2015-10-26 01:40:00 | スラグ不法投棄問題
■連日、マスコミには大同スラグの文字が躍っていますが、10月25日の日曜日の毎日新聞朝刊に、大同スラグの膨張の影響とみられる民間住宅の傾斜や亀裂に関する記事が掲載されました。この事件については、10月9日に行われた毎日新聞の杉本記者による講演の中でも触れられていました。さっそく記事を見てみましょう。

**********毎日新聞 10月25日(日)9時0分配信
<鉄鋼スラグ>膨張、住宅傾斜…盛り土、雨水吸い 群馬

母屋隣の資材置き場の床に生じた亀裂=群馬県榛東村で2015年7月9日、尾崎修二撮影
 大手鉄鋼メーカー「大同特殊鋼」(名古屋市)の渋川工場(群馬県渋川市)から排出された有害物質を含む鉄鋼スラグを巡り、新たな問題が浮上した。群馬県の宅地の盛り土に使われたスラグが雨水などで膨張し、家が傾く被害が起きている。国が同県長野原町で建設を進める八ッ場(やんば)ダムの住民移転代替地にもスラグは無許可で使われており、専門家は「スラグの宅地利用は危険が伴う」と警鐘を鳴らしている。【杉本修作、尾崎修二】

宅地の地盤が隆起し、縁側のコンクリートは母屋から約14センチも動いている=群馬県榛東村で2015年7月9日、尾崎修二撮影


被害があった住宅の位置
 スラグを宅地に利用したのは、同県榛東(しんとう)村山子田の建設会社社長(56)の木造2階建て住宅で、先代の父親(故人)が30年前に新築した。
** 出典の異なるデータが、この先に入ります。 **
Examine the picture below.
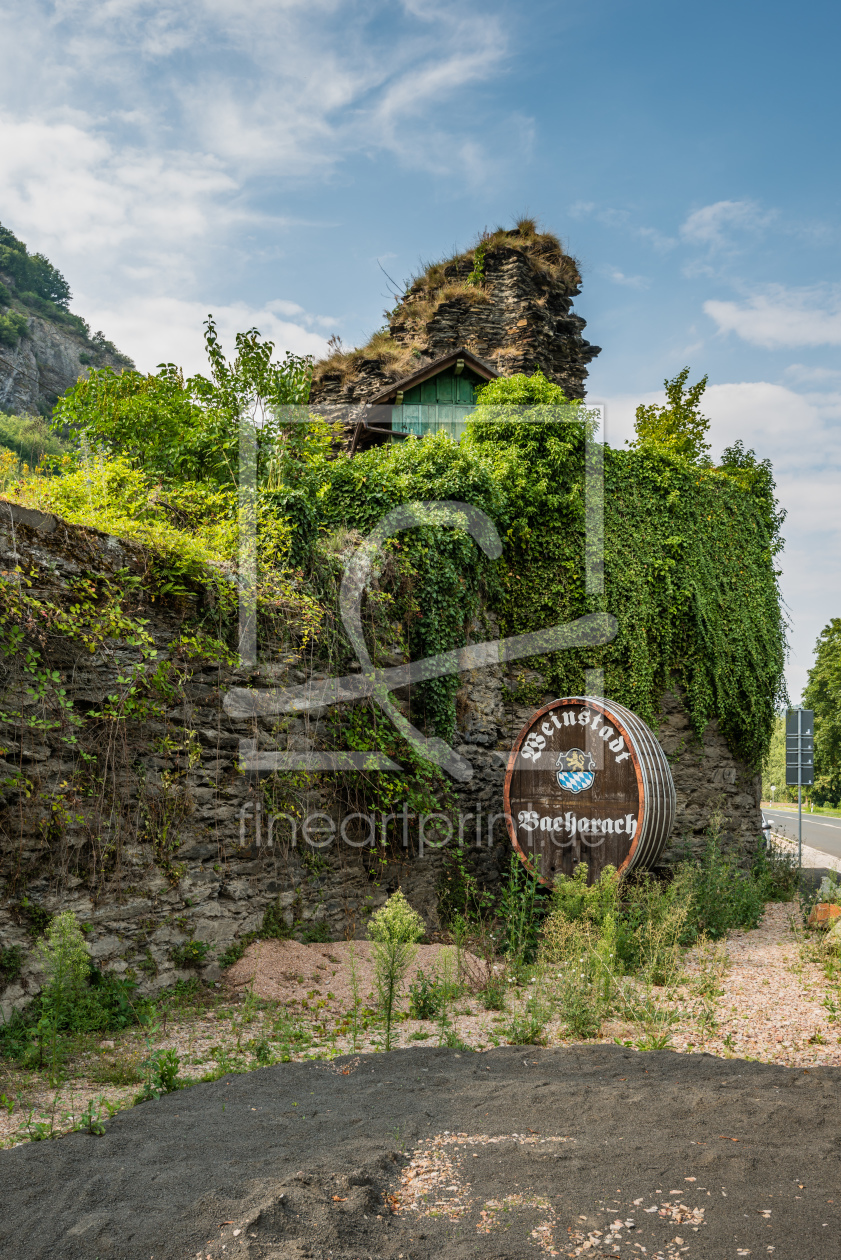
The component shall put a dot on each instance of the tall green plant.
(394, 931)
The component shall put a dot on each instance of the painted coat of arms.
(575, 770)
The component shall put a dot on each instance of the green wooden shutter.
(439, 405)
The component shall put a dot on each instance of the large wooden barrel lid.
(588, 781)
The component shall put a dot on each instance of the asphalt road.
(818, 832)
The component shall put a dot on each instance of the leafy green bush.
(160, 1075)
(394, 930)
(429, 994)
(66, 962)
(493, 994)
(777, 872)
(191, 953)
(11, 960)
(29, 439)
(232, 954)
(76, 998)
(13, 326)
(721, 896)
(522, 906)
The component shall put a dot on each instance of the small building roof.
(431, 369)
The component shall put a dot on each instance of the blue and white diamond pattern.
(575, 780)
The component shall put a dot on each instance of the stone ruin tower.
(507, 301)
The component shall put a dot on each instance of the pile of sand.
(322, 975)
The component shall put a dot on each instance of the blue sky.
(260, 159)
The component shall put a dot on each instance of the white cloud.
(658, 241)
(138, 137)
(779, 316)
(169, 329)
(619, 277)
(714, 226)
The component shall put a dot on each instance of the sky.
(269, 160)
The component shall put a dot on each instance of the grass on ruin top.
(458, 276)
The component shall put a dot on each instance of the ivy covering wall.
(689, 558)
(690, 543)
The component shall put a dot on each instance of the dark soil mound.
(428, 1153)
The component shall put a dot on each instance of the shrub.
(493, 994)
(522, 907)
(160, 1075)
(66, 962)
(777, 872)
(232, 954)
(721, 895)
(429, 994)
(11, 960)
(394, 931)
(191, 954)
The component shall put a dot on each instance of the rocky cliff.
(47, 360)
(508, 300)
(43, 347)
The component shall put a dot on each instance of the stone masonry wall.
(164, 849)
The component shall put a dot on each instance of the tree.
(179, 429)
(823, 694)
(678, 427)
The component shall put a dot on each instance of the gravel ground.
(772, 1006)
(436, 1154)
(319, 977)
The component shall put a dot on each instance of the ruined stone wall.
(522, 319)
(156, 843)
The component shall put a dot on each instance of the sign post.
(588, 783)
(800, 761)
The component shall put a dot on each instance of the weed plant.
(429, 993)
(76, 999)
(394, 931)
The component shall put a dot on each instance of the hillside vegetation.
(690, 544)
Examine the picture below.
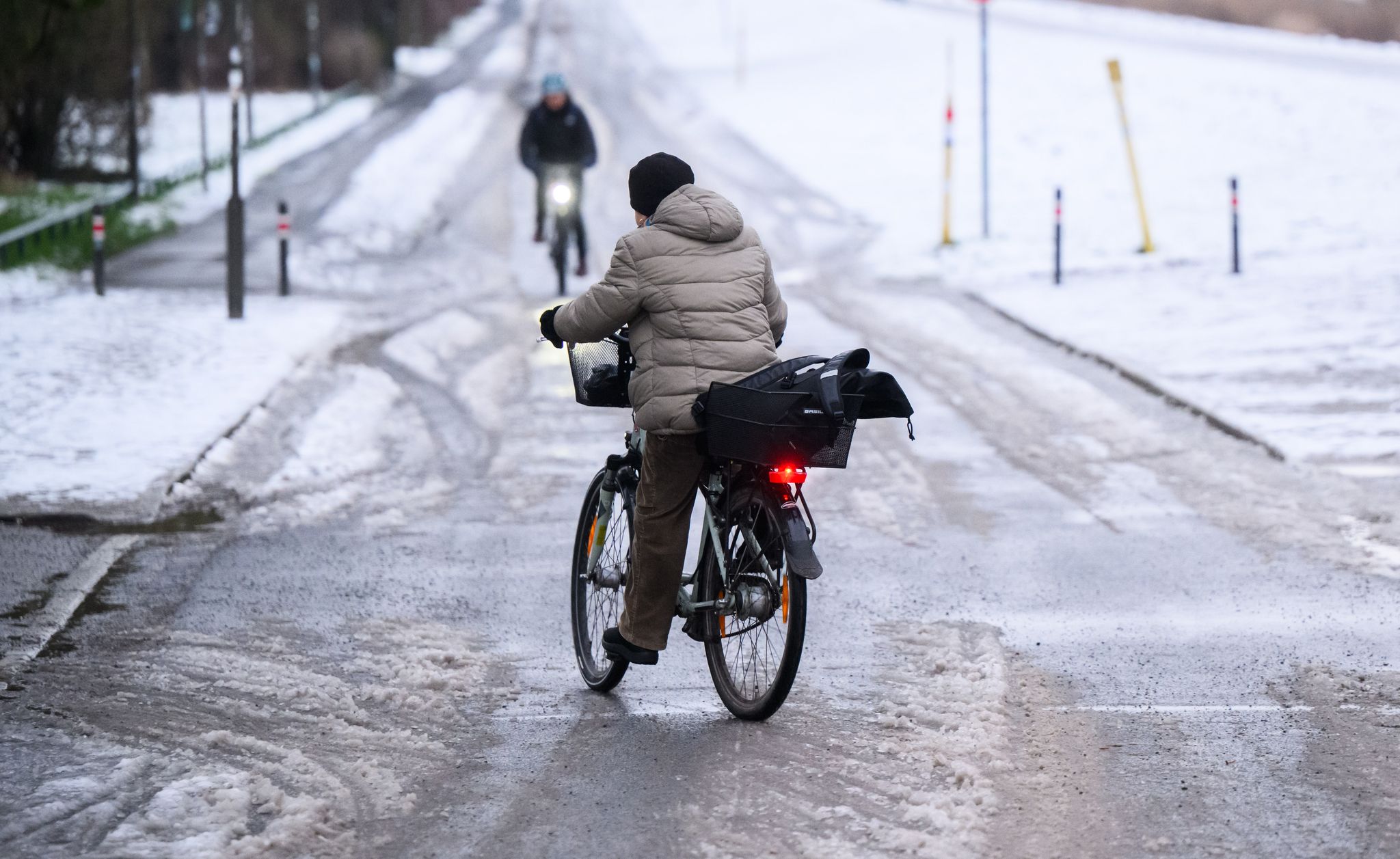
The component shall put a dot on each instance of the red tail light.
(788, 475)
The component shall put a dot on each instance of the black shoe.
(695, 629)
(621, 649)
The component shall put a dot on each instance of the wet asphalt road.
(1068, 620)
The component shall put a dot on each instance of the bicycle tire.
(598, 672)
(725, 648)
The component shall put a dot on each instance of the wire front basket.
(601, 372)
(777, 427)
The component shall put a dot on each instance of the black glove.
(546, 327)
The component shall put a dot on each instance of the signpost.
(205, 27)
(948, 156)
(133, 147)
(283, 235)
(314, 51)
(1116, 77)
(1234, 223)
(234, 216)
(98, 249)
(986, 172)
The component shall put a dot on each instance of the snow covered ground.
(375, 213)
(170, 140)
(191, 203)
(850, 96)
(108, 402)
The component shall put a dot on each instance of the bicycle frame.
(713, 493)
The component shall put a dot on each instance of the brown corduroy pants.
(671, 469)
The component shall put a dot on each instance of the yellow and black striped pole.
(948, 175)
(1116, 77)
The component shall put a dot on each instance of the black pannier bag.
(800, 411)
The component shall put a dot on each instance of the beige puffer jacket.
(697, 290)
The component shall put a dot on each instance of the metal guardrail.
(64, 220)
(56, 223)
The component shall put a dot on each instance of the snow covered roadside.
(849, 96)
(1302, 353)
(191, 203)
(375, 215)
(170, 140)
(108, 402)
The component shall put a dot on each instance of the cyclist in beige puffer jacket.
(696, 288)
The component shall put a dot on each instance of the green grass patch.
(70, 247)
(21, 206)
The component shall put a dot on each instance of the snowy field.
(850, 96)
(109, 402)
(170, 141)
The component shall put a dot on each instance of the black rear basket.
(777, 427)
(601, 374)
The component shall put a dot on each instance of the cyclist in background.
(696, 287)
(558, 133)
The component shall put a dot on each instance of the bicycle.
(562, 195)
(746, 597)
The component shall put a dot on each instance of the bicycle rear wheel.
(595, 603)
(753, 653)
(559, 252)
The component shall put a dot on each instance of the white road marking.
(68, 597)
(1182, 708)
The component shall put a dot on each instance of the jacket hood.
(699, 215)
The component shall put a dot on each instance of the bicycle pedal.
(695, 629)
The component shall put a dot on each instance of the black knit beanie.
(654, 180)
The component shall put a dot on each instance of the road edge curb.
(1140, 381)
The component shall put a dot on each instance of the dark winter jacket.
(558, 137)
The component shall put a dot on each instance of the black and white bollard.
(1234, 223)
(283, 235)
(1059, 232)
(98, 249)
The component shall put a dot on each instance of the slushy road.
(1067, 620)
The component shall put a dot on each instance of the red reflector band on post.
(788, 475)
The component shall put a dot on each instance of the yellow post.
(1116, 76)
(948, 156)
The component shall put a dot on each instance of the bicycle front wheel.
(755, 648)
(595, 602)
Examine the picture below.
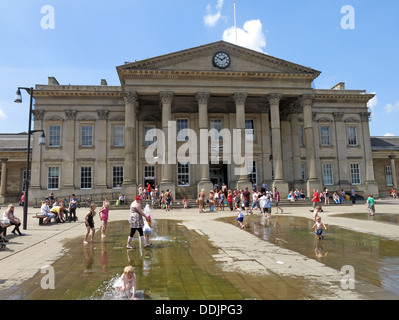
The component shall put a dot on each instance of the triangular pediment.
(199, 59)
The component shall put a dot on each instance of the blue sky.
(90, 38)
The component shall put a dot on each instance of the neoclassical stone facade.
(302, 137)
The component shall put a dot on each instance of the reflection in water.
(375, 259)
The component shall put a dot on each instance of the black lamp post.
(42, 141)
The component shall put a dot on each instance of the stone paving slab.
(238, 250)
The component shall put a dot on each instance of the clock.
(221, 60)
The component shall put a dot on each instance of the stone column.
(101, 149)
(312, 179)
(239, 99)
(37, 168)
(167, 181)
(296, 153)
(341, 142)
(394, 177)
(202, 99)
(3, 187)
(266, 152)
(278, 181)
(69, 155)
(371, 184)
(129, 185)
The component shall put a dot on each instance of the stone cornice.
(211, 75)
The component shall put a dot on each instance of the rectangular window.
(149, 138)
(183, 174)
(251, 167)
(54, 136)
(352, 136)
(300, 136)
(23, 180)
(388, 176)
(87, 136)
(85, 178)
(249, 130)
(355, 173)
(180, 125)
(325, 136)
(216, 124)
(53, 178)
(118, 136)
(117, 177)
(328, 174)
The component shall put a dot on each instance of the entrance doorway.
(218, 174)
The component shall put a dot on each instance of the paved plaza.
(237, 250)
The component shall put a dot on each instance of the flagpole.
(235, 21)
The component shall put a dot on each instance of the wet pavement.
(200, 257)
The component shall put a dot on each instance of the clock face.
(221, 60)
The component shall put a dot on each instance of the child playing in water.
(126, 284)
(89, 222)
(147, 229)
(319, 226)
(104, 218)
(240, 216)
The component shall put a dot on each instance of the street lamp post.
(42, 141)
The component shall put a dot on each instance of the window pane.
(180, 125)
(355, 173)
(87, 136)
(119, 136)
(55, 136)
(325, 136)
(183, 174)
(85, 177)
(352, 136)
(388, 175)
(150, 138)
(328, 174)
(53, 178)
(117, 176)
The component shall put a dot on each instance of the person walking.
(136, 222)
(276, 197)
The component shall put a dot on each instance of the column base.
(371, 189)
(312, 185)
(168, 185)
(129, 189)
(282, 187)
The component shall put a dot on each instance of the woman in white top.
(9, 218)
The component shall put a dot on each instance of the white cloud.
(211, 19)
(392, 107)
(251, 36)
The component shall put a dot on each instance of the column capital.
(102, 114)
(365, 116)
(166, 96)
(338, 116)
(38, 114)
(306, 100)
(70, 114)
(240, 97)
(274, 98)
(130, 96)
(202, 97)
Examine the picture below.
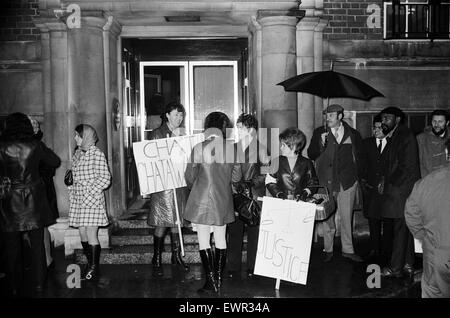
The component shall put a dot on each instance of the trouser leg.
(252, 246)
(387, 238)
(399, 245)
(13, 259)
(345, 202)
(375, 234)
(37, 255)
(235, 233)
(329, 230)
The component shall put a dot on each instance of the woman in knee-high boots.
(162, 209)
(87, 208)
(210, 174)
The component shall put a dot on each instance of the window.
(418, 19)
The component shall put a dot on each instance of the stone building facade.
(63, 62)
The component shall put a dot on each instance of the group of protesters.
(29, 202)
(383, 169)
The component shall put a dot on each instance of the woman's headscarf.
(17, 127)
(89, 136)
(36, 128)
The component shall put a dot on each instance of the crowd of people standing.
(384, 168)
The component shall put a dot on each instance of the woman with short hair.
(162, 209)
(87, 206)
(23, 213)
(210, 174)
(295, 173)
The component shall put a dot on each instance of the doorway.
(202, 74)
(201, 86)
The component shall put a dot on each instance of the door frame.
(142, 95)
(192, 64)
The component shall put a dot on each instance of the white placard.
(418, 246)
(161, 163)
(285, 238)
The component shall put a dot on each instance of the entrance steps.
(132, 243)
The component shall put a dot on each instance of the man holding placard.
(164, 212)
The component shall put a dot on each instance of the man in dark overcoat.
(337, 152)
(373, 178)
(427, 213)
(401, 172)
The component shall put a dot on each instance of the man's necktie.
(336, 135)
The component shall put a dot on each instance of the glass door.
(213, 86)
(161, 83)
(201, 86)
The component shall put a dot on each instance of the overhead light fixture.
(182, 18)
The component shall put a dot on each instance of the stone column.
(116, 195)
(87, 104)
(74, 93)
(254, 59)
(278, 62)
(318, 66)
(305, 64)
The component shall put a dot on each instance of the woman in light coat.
(161, 207)
(210, 175)
(87, 207)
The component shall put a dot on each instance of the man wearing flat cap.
(337, 152)
(401, 171)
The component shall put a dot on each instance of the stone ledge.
(61, 233)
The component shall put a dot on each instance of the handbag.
(325, 203)
(5, 187)
(68, 178)
(247, 208)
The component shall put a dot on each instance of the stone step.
(133, 224)
(142, 236)
(141, 254)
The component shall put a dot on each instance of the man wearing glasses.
(372, 187)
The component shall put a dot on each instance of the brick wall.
(348, 20)
(16, 20)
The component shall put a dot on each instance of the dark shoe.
(220, 260)
(408, 270)
(233, 274)
(327, 257)
(353, 257)
(39, 289)
(176, 251)
(88, 253)
(158, 246)
(373, 256)
(93, 272)
(389, 273)
(51, 266)
(207, 257)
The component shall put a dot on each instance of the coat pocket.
(91, 201)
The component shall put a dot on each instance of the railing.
(417, 20)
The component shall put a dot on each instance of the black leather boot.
(176, 251)
(220, 258)
(93, 272)
(207, 257)
(158, 246)
(87, 252)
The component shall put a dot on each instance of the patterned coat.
(91, 177)
(210, 201)
(162, 210)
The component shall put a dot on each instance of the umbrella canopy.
(330, 84)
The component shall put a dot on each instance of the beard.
(437, 132)
(386, 129)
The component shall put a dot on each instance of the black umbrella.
(330, 84)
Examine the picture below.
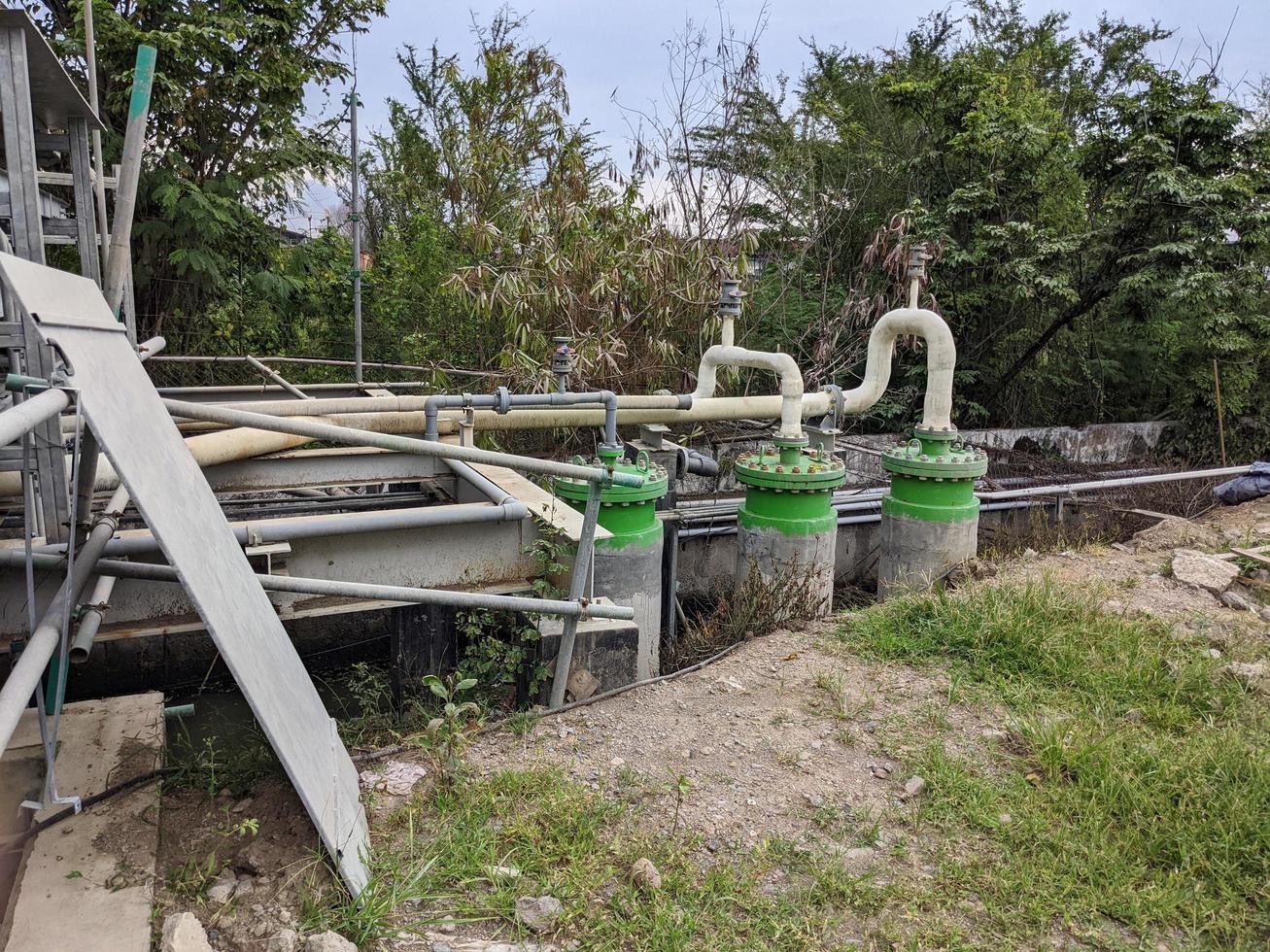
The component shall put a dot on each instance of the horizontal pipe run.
(24, 675)
(278, 379)
(334, 588)
(729, 528)
(24, 417)
(315, 430)
(269, 530)
(1116, 483)
(90, 620)
(330, 362)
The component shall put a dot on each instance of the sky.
(612, 51)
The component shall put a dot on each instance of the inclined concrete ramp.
(143, 443)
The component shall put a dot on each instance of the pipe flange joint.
(657, 483)
(939, 458)
(785, 466)
(503, 397)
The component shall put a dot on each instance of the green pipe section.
(629, 514)
(789, 489)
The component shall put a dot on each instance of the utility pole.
(356, 220)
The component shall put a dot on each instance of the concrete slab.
(87, 882)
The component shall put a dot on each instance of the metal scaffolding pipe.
(317, 429)
(278, 379)
(90, 621)
(24, 674)
(24, 417)
(334, 588)
(268, 530)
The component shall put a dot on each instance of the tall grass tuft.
(1137, 785)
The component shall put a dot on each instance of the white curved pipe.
(782, 364)
(940, 362)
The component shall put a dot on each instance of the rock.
(1174, 532)
(503, 873)
(913, 789)
(645, 876)
(582, 683)
(536, 913)
(1233, 599)
(1252, 674)
(223, 890)
(185, 934)
(394, 777)
(1203, 570)
(327, 942)
(285, 940)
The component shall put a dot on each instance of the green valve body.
(629, 514)
(932, 477)
(789, 491)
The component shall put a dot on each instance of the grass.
(578, 847)
(1109, 828)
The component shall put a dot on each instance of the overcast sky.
(612, 45)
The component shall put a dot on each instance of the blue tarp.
(1244, 489)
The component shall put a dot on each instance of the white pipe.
(782, 364)
(24, 417)
(940, 362)
(243, 443)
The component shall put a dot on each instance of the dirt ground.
(772, 739)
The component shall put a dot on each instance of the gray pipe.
(119, 265)
(401, 444)
(24, 674)
(503, 400)
(278, 379)
(24, 417)
(148, 571)
(257, 533)
(90, 621)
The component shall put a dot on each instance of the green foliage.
(1136, 783)
(501, 654)
(449, 730)
(227, 146)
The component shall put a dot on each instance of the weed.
(449, 730)
(1157, 822)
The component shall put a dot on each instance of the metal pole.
(324, 588)
(24, 417)
(1220, 422)
(91, 619)
(577, 584)
(25, 673)
(126, 191)
(355, 219)
(329, 525)
(348, 435)
(278, 379)
(103, 224)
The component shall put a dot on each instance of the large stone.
(185, 934)
(223, 889)
(537, 913)
(327, 942)
(1203, 570)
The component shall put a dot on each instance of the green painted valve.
(932, 477)
(629, 513)
(789, 491)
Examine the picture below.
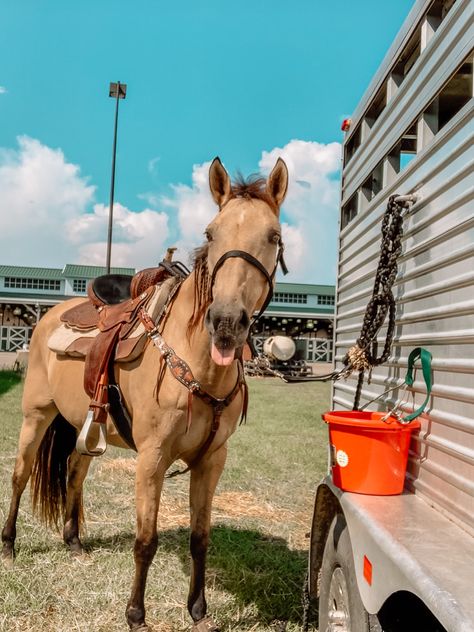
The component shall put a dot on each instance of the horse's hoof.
(7, 560)
(205, 625)
(8, 554)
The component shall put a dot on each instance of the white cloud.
(195, 208)
(49, 217)
(310, 208)
(138, 237)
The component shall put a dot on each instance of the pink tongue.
(222, 357)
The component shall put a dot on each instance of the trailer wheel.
(340, 606)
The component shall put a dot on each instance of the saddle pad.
(76, 343)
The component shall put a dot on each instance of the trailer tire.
(340, 606)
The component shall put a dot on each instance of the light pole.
(118, 91)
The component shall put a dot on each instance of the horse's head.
(243, 250)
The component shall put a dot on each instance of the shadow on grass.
(254, 568)
(8, 379)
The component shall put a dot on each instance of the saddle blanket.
(76, 343)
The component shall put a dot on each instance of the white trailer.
(402, 563)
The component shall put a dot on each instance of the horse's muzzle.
(228, 328)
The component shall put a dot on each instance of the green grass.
(258, 555)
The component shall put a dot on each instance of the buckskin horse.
(206, 325)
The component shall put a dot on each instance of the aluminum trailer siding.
(413, 132)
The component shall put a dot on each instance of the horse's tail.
(49, 474)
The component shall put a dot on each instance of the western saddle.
(113, 306)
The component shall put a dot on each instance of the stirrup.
(205, 625)
(81, 443)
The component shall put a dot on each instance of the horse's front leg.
(77, 467)
(150, 473)
(204, 479)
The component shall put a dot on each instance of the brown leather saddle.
(113, 306)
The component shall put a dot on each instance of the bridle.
(241, 254)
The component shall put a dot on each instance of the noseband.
(241, 254)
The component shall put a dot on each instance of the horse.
(207, 325)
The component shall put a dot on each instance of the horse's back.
(41, 360)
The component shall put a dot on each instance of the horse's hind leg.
(78, 466)
(35, 423)
(204, 479)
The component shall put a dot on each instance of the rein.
(181, 371)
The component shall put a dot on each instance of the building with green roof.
(303, 311)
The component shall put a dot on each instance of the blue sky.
(247, 81)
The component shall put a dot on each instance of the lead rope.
(363, 355)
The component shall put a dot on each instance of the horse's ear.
(277, 183)
(219, 183)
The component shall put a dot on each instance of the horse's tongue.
(222, 357)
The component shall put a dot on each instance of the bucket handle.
(425, 357)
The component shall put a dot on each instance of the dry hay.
(236, 505)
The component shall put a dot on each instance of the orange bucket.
(368, 455)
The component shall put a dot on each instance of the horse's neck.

社長によると、父親の友人で渋川工場に勤める男性の紹介で、敷地を高くする盛り土材としてスラグを譲り受けた。約2000平方メートルの土地に3~5メートルほど盛ったという。
 ところが10年ほど過ぎると外壁にひびが入り、戸口の建て付けが悪くなり始めた。さらに床が数カ所で数センチ隆起し、基礎のコンクリートにも大きな亀裂が生じ、母屋とコンクリート製縁側の間には十数センチの隙間(すきま)ができた。隆起やひび割れは今も進行しているという。
 鉄鋼スラグのうち、特殊鋼の精製で排出されるものは「製鋼スラグ」と呼ばれ、これは水と反応して膨張する性質がある。道路で利用するスラグには日本工業規格(JIS)で膨張率に基準(1.5%以下)が設けられ、JIS策定委員を務めた長岡技術科学大の丸山暉彦名誉教授(道路工学)によると、スラグに機械で蒸気を掛けるなど膨張を抑える処置をしなければ、最大で10%以上膨張することがある。社長宅を視察した丸山氏は、スラグが原因とみて間違いないとしている。
 毎日新聞は社長宅のスラグを採取して国指定の専門機関に鑑定を依頼。環境基準の7倍を超える有害物質「フッ素」が検出された。また、東京農工大の渡辺泉准教授(環境毒性学)の研究チームが別途採取した周辺土壌からは微量の発がん性物質「六価クロム」も検出された。渡辺氏は「六価クロムは自然界になく、スラグによる土壌汚染が起きている」と指摘した。
 渋川工場のスラグは八ッ場ダムの住民移転代替地などに無許可で使われ、国土交通省の調査で有害性も確認された。スラグが見つかった代替地の近くには既に住宅が建っているが、国交省は「民有地」を理由に宅地の調査をほとんどしておらず、宅地の真下に使われている可能性もある。
 丸山氏は「JISで認められたスラグはそもそも宅地での利用を想定してなく、使うのはリスクを伴う。宅地で使われた可能性があるなら、国は異常の有無を継続的に監視すべきだ」と指摘。国交省関東地方整備局は「移転代替地の今後の調査について住民の要望や宅地の状況などを考慮して判断したい」としている。
 大同特殊鋼総務部は「(社長宅の)スラグが当社製のものかは確認できていない。要望を詳しく聞いた上で対応を検討したい」とコメントした。
 渋川工場のスラグを巡っては、建設資材の取引を装った廃棄物処理法違反容疑で群馬県警が先月、強制捜査に乗り出している。
**********

■杉本記者が講演で語った通り、今後、民間工事向けに不法投棄されたスラグの影響による民事問題が多発することが懸念されています。